Destruction and Excitation of Accreted Nuclei in Neutron Star Atmospheres: Gamma Ray Lines and X-Ray Bursts.

We describe the fate of incident ^ {12}C, ¹⁴ N, and ¹⁶O in accreting neutron star atmospheres. When the accreting material is stopped by Coulomb collisions with atmospheric electrons, all incoming elements heavier than Helium thermalize at higher altitudes in the atmosphere than the accreting protons. The incoming protons and Helium then destroy the elements via nuclear spallation reactions. A small fraction of the nuclear reactions cause nuclear excitation and subsequent gamma-ray emission. The probability for a nucleus to survive this bombardment depends on how long it spends in the hazardous region of the atmosphere. For typical accretion rates, the nucleus resides in the hazardous region for many destruction times, and therefore has a small survival probability. We calculate the fractions of incident ¹²C, ¹⁴N, and ^{16 }O that survive proton bombardment as a function of the accretion rate, and the mass and radius of the neutron star. The subsequent paucity of CNO nuclei decreases Hydrogen burning rates in the deep regions of the atmosphere, thereby reducing the amount of Helium available for the unstable nuclear flashes that cause Type I X-ray bursts.
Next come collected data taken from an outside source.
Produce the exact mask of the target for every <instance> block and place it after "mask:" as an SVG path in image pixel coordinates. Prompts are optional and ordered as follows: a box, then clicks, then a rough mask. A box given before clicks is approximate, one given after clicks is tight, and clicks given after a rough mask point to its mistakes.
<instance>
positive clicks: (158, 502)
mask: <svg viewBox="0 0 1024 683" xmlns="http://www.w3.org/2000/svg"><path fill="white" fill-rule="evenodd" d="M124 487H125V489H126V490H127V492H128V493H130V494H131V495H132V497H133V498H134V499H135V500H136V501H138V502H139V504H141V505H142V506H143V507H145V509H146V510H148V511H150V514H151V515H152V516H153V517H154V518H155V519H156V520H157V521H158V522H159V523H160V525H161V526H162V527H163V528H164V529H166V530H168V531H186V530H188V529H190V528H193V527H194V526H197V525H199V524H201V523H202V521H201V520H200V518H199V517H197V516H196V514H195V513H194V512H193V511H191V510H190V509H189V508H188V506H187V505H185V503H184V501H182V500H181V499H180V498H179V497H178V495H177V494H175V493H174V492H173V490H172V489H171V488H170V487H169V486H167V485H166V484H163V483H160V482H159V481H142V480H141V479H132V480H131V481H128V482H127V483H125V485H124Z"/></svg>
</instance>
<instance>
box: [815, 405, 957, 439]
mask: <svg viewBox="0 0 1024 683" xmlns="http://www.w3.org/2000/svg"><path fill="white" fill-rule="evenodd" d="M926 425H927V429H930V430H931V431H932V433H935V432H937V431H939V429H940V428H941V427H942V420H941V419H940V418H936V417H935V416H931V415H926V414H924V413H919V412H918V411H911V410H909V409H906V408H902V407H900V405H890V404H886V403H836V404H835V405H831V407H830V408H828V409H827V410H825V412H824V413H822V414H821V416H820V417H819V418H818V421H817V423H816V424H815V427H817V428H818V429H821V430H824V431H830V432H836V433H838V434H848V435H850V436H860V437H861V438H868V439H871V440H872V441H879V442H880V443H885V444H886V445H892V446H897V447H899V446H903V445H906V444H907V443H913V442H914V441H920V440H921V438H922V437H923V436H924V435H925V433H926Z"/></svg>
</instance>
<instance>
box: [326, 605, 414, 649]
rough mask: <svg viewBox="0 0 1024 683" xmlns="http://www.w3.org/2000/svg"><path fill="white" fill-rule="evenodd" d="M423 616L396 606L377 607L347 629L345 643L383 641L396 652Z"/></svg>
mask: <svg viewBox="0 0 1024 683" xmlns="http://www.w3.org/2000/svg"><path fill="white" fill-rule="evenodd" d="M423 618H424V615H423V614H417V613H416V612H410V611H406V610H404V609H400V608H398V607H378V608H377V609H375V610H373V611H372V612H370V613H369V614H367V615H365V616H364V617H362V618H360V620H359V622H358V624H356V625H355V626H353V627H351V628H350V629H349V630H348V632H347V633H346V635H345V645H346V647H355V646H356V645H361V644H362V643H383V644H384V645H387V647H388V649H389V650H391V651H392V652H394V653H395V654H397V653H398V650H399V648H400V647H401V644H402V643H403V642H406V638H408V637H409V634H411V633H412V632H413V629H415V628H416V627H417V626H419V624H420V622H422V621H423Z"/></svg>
X-ray bursts still occur, but are predominantly of the mixed Hydrogen/Helium type first outlined by Taam and Picklum (1979). We also determined the gamma -ray line emission from this collisional deceleration scenario. For accretion of material with solar abundances of CNO elements, the flux in the 4.438 MeV gamma-ray line is always far below the observational limits of the Gamma-Ray Observatory (GRO). We outline other gamma-ray emission processes that might be observable to GRO. Many previously unaddressed properties of an accreting neutron star atmosphere prove important when solving the heavy element diffusion problem. Specifically, we show that the incident electrons are crucial in determining the macroscopic electric field present in the atmosphere. We briefly discuss how our results are modified in the high magnetic field environments (B _sp {~}> 10^{12 } G) of X-ray pulsars. Alternative stopping scenarios such as collisionless shocks and disk accretion are also discussed.